Feb 28, 2008

Tuk Tuk to Nowhere (Ian's Diary)

The dream has failed, the honda is lost, and we are again without a motorbike to call our own.

Seth and i split ways in Luang to the MOtherlovin Prabang, Laos. Seth took the Dream II Motobike, and i hoofed it on the Tuk Tuk route. We were to meet up in Thailand. The trip turned out to be more harrowing than we thought. I had to take four seperate rides, and with each succesive ride the road got bumpier, dustier, less traveled, and less english spoken. I got covered in dust, had only 20 american dollars, but all in one currency (laos KIP), two guitars, a backpack, and a motobike helmut.

After the first 5 hour Tuk Tuk ride, which at one point held 23 people in its tank, 6 chickens, three women with three umbrellas, three babies, three baby slings, and three bags of food, along with one FaLang (white person), i stopped in Xayaboury. I attempted to find seth here, to no avail, and went wandering in the streets of this dusty one road town. I was almost immediately hailed by a group of young Laos peoples, sitting around a table with around 30 beer bottles emptied at their feet. One girl was holding a cup, filling it with beer, and handing it to one person at a time. THis is the way they drink, that one girl decides how drunk you get. Being the "faLang" i got my own cup, and got to drink everytime any one else did. In a drunken stupor i jumped on the back of a motorbike, and they drove me to a guesthouse, where i drunkenly argued the price down by 40% and flopped on the bed, only to awaken four hours later to turn the light out.

The next morning, every single person i asked about getting to the laos Thai border told me "No" . Ummmmm?!@?

I finally wandered upon a tuk tuk driver who told me he'd take me to Pak MOng, I have no map at this point, and no guide book, really a stupid faLang, and just figure, that doesn't sound north of here, and off i went.

With the name of the border town written down, Nam Hueng, i managed to finneagle my way to the border, and walked the last 6 KM as opposed to paying 3 dollars for the taxi.

The border was absolute chaos.
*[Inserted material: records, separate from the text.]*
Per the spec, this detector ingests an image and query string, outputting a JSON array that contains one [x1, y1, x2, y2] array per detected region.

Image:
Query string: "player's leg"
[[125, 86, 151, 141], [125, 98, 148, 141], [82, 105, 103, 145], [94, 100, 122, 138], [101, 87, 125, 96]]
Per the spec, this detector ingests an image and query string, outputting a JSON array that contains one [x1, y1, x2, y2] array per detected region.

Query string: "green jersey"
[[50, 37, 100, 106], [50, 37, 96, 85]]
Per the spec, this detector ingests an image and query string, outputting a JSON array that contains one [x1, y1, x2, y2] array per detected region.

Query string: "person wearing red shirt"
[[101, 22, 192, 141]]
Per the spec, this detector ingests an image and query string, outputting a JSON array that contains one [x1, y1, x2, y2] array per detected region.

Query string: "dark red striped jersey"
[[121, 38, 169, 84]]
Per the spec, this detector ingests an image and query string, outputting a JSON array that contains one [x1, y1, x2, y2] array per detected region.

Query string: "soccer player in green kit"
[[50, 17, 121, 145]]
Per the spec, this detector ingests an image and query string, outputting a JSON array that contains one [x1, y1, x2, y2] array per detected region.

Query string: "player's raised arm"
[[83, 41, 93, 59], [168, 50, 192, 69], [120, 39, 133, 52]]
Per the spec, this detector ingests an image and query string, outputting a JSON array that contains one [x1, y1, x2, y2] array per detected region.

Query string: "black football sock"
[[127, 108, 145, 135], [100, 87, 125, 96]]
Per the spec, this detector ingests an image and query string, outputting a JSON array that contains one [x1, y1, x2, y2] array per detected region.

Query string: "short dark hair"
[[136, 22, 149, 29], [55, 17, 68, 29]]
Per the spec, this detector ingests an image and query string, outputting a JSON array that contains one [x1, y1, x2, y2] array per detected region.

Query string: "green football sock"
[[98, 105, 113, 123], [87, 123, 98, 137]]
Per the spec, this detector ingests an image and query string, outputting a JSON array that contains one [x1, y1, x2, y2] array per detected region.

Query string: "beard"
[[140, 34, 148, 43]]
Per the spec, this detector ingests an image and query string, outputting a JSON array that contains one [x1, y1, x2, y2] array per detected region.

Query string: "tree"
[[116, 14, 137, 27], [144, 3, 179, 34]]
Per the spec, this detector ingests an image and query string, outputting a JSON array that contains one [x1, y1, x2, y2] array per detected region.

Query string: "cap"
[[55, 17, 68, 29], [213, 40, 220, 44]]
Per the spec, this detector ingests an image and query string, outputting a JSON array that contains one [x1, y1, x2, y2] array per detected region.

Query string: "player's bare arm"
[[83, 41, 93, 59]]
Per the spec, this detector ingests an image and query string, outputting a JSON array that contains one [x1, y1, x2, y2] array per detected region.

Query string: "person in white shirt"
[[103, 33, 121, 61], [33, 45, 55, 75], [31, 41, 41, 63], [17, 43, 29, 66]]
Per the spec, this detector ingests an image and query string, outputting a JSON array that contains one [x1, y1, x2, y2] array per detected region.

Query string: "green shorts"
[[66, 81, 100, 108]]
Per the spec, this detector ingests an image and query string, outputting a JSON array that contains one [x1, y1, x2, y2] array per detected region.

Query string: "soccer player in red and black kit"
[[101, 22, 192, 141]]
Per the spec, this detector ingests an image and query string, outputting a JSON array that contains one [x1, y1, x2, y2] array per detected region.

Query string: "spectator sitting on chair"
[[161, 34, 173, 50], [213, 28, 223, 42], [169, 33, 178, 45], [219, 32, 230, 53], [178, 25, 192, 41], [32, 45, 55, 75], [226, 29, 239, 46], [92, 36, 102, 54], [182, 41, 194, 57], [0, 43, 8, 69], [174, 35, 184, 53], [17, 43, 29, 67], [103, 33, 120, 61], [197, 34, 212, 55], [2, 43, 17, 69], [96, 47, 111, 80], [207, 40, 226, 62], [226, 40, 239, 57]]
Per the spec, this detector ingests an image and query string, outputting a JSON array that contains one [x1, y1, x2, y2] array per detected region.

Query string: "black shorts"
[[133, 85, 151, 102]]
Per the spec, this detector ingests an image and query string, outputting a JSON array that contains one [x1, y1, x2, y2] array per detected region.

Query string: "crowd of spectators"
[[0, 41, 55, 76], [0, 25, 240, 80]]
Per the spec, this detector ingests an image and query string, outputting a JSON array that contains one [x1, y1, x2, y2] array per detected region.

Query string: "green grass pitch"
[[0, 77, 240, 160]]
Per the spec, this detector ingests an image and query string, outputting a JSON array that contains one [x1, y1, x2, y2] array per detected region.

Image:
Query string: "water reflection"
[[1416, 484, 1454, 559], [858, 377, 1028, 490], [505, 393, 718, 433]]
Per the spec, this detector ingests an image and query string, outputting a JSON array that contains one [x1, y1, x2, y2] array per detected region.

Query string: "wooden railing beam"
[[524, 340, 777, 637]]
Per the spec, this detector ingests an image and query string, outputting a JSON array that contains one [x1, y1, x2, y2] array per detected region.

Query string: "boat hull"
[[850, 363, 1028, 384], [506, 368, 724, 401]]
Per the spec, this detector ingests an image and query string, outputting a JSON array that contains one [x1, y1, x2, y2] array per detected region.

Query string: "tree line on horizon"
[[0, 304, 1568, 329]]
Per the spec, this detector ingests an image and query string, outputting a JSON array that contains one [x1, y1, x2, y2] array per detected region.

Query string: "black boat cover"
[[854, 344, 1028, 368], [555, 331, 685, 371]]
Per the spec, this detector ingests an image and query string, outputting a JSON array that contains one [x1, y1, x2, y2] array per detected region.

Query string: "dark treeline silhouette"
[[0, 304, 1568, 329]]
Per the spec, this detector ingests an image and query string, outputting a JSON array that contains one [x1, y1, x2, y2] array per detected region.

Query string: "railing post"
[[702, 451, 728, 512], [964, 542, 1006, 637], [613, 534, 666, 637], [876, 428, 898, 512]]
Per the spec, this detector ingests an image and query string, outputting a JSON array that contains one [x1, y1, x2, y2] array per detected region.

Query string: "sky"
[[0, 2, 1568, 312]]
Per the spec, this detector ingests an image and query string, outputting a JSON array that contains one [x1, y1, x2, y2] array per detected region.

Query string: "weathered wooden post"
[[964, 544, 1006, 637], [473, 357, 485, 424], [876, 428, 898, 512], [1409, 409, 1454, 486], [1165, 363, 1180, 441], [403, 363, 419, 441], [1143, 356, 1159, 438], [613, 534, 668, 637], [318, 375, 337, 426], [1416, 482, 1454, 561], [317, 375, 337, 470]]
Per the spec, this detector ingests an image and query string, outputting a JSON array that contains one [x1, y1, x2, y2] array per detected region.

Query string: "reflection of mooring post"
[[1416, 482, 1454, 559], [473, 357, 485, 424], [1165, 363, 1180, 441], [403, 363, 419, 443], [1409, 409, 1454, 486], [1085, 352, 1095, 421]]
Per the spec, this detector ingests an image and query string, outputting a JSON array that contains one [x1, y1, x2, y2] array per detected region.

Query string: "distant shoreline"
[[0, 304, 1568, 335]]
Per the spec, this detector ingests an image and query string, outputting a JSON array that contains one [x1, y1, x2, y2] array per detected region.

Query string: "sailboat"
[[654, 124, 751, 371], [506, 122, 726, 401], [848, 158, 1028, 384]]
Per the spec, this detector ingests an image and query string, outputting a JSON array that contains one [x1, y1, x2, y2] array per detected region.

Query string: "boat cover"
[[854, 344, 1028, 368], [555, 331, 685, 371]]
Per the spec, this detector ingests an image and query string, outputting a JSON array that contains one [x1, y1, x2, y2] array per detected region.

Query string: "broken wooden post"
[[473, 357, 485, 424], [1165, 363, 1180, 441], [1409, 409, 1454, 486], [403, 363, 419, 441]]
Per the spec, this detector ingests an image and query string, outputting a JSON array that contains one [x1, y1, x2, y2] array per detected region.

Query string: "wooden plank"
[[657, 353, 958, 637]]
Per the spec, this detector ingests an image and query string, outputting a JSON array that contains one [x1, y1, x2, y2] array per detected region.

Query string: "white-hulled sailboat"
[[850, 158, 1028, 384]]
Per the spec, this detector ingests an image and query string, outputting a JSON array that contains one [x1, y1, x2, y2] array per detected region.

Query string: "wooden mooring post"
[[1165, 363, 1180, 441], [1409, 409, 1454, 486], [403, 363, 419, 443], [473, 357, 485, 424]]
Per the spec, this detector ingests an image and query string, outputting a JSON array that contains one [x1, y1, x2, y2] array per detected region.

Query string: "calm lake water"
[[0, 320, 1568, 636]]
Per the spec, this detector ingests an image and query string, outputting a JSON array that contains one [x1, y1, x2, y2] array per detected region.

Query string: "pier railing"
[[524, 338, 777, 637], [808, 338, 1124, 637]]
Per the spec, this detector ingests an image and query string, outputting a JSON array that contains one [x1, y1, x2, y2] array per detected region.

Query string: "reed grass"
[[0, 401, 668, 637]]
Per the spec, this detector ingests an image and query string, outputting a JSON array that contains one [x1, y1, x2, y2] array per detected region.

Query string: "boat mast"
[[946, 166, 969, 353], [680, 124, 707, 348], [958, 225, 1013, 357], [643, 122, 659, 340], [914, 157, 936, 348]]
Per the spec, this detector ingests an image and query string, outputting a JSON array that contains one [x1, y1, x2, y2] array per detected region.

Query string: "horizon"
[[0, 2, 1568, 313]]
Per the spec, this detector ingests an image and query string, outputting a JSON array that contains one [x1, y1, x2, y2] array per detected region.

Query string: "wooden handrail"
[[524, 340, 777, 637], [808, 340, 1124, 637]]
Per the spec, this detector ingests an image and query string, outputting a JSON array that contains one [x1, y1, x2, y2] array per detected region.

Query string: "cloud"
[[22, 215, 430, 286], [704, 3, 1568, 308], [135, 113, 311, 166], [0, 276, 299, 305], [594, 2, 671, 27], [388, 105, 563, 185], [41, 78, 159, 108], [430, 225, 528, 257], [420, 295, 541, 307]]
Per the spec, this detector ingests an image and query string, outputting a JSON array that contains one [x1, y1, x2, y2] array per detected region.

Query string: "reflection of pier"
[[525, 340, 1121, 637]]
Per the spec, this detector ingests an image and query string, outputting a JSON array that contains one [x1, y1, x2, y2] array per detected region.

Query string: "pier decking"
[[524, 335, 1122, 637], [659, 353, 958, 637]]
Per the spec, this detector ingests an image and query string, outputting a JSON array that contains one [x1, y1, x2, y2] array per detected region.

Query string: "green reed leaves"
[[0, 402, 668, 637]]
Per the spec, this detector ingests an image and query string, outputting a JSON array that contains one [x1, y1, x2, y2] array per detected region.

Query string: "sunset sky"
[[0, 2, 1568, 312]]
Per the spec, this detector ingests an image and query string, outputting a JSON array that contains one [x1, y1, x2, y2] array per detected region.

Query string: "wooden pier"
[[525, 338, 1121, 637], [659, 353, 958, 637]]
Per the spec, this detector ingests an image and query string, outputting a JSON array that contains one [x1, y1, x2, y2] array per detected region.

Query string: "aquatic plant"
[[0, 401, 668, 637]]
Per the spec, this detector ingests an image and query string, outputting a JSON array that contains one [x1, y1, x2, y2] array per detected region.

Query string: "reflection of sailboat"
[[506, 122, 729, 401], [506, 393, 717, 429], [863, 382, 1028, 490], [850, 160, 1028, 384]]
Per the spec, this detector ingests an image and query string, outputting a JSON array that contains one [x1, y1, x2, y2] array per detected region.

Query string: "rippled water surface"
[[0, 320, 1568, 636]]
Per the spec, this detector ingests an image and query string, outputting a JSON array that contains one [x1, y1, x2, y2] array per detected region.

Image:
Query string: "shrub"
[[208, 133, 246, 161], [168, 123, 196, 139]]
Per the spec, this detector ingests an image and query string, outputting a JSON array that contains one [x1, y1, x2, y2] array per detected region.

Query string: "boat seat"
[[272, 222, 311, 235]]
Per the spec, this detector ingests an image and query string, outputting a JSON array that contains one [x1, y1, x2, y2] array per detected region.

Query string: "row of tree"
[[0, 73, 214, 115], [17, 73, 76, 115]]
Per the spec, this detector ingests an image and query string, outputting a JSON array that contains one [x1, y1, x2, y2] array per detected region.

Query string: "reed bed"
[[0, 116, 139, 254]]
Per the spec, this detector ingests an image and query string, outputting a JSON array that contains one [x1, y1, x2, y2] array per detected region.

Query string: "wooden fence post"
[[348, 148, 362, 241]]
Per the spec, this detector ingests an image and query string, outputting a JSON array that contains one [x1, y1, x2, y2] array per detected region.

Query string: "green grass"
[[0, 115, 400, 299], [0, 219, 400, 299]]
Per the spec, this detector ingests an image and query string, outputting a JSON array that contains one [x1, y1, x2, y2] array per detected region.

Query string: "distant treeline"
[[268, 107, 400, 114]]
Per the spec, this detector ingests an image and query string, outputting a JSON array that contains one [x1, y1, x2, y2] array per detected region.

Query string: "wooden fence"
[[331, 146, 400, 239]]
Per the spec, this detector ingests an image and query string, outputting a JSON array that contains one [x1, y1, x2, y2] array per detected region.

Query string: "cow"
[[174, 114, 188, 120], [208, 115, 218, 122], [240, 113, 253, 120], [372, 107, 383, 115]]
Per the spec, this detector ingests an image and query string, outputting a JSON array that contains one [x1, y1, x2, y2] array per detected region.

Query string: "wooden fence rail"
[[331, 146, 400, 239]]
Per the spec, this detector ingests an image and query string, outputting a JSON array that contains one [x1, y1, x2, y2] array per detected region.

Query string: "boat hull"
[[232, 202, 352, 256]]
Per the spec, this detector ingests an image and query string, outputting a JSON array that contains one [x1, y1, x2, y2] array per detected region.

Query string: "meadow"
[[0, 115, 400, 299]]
There was a bazaar of food vendors, small shoe stores, a construction site, and a Thai-Lao friendship bridge. There were no signs, no white people, and one long line of Laos people, with military men filling out forms in the open air. I waited in the line for about 30 minutes after devouring two meat sticks. (mystery meat) Finally a military man motioned me over, and pointed in the general direction of the border and off i went.

Another random building appeared and i stopped to ask what to do. The military man then looked at me, pointed at the dream and produced seths email address. He had been here yesterday, and the dream had not been allowed into thailand, and seth had not been allowed back into Laos. No matter his bribing or insisting. The military man then told me in a grave way that my friend was in the hospital in Loei.

What? in the hospital? for what? and how did he get there with out the motorbike? So once again i got on an unknown number of tuk tuks to a destination that was never actually stated, with only Laos currency, and made my way to Loei, where my bank card didn't work at the bank, and the two hospitals didn't contain seth, and finally i got three laos girls found at a hotel to change my kip into baht, because my bank blocked my account once again!

It turns out seth tried to use a made up heart condition to get the border control to let him in, which didn't work. I met up with him, and have had some relaxing days in a charming little city in the north of thailand.

The dream may be over, but our thailand adventures are just beginning.